Penelope Cruz, Volver: This Iberian enchantress does not require fancy sauces to wow your guests! Why not try panfried medallions, garnished with capers, and for a special treat, a wrapping of Jamon Iberico!
Judi Dench, Notes on a Scandal:
Helen Mirren, The Queen:
Meryl Streep, The Devil Wears Prada:

Stop the presses! Man bites dog! Hollywood recognizes existence of women over 20! It's  exciting to see Oscar honor these dames (literally, in Judi's case!), but it will require some resourcefulness in the kitchen. Rather than working separately, let these three join forces in a hearty bolito misto! (As an accompaniment, fresh horseradish is a real difference-maker!)
Kate Winslet, Little Children: Hollywood's most reliable young performer is also one of its most delicious! It's hard to go wrong with this versatile star, but why not "think outside the box" and have your guests make their own Winslet fajitas! Less work for you, more fun for your guests!

That's all for this year! See you on the red carpet!

2007 Oscar Picks: Best Actor

Oscar2_1_1 We'll keep the Oscar fun rolling along as we ease on into the mains!
Leonardo DiCaprio, The Departed: Few young actors are more versatile than this former teen hearthrob. As the Oscar nod tells us, Leo is all grown up, and ready to please a crowd. If you have a good butcher, consider a saddle of DiCaprio with a rosemary/balsamic glaze!
Ryan Gosling, Half Nelson: Don't be fooled by the name -- this Gosling has no feathers or beak! Instead roast chopsof  this sadeyed heartbreaker paired with a muscular Italian red!
Peter O'Toole, Venus: Always Orrins in our hearts, but this blue eyed devil should only be prepared by trained chefs. His gallbladder contains a potent neurotoxin!
Will Smith, The Pursuit of Happyness: Despite the "Fresh Prince" moniker, Jazzy Jeff's sidekick actually gets better with age! Rinse Will thoroughly, pat dry, sprinkle with Maldon salt and let stand in your fridge 2-3 days before serving with new potatoes and a blood orange gastrique!
Forest Whitaker, The Last King of Scotland: This Ghost Dog is perfect for a crowd, but Idi's size can be daunting! Rather than playing the Crying Game, grill out! For a delicious twist, grill over mesquite, or grate dried chipotles on top before serving!

Chodorow does not know karate

Gwenstefani1 Lovecourtney9266016242_400 But to say he knows Car-azy would be a profound understatement. When a soon-to-exit critic bagels your rather vulgar take on the steakhouse, what do you do? Remove swords from the ceiling? Tweak the menu?
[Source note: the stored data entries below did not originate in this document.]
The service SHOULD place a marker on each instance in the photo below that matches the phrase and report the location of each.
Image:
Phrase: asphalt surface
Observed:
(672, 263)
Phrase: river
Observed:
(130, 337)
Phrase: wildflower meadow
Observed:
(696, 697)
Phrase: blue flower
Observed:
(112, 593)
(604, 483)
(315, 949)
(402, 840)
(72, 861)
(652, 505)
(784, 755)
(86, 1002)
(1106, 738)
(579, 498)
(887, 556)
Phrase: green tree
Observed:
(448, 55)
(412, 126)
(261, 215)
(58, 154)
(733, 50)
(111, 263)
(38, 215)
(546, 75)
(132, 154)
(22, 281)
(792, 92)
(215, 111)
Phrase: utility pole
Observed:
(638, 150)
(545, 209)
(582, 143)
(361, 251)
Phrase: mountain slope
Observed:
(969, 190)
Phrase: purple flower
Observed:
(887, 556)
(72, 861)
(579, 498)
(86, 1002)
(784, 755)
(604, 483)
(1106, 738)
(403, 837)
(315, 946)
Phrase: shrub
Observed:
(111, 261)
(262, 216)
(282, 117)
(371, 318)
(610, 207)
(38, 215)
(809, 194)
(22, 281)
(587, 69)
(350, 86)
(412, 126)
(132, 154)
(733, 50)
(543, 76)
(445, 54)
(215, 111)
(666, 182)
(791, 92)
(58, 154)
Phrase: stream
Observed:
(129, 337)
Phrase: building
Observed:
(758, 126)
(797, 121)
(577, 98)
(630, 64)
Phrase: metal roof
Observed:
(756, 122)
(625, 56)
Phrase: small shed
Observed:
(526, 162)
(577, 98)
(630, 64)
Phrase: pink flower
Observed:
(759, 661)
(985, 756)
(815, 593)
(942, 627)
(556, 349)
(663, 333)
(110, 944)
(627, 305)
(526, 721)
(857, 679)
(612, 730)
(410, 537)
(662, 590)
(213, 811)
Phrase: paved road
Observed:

Perhaps, but that's the difference between little minds like yours and geniuses like Jefferey Chodorow. A real man of genius responds to a pan with a long and rambling memo, which he publishes as a full page ad in DI/DO. To glean highlights would be like taking a scissors to Gravity's Rainbow. Treat yourself and read the whole Whitney thing. You will agree that you cannot say that this shit is B-A-N--A-N-A-S, but must instead conjure a new fruit, a spangled,  boomerang-shaped durian, coated with Krazy Glue, being sung about by Gwen Stefani, Courtney Love, Whitney Houston while they are in the middle of a week-long meth and mezcal binge on Slash's yacht, which is anchored off the coast of Albania. That's how crazy this stuff is.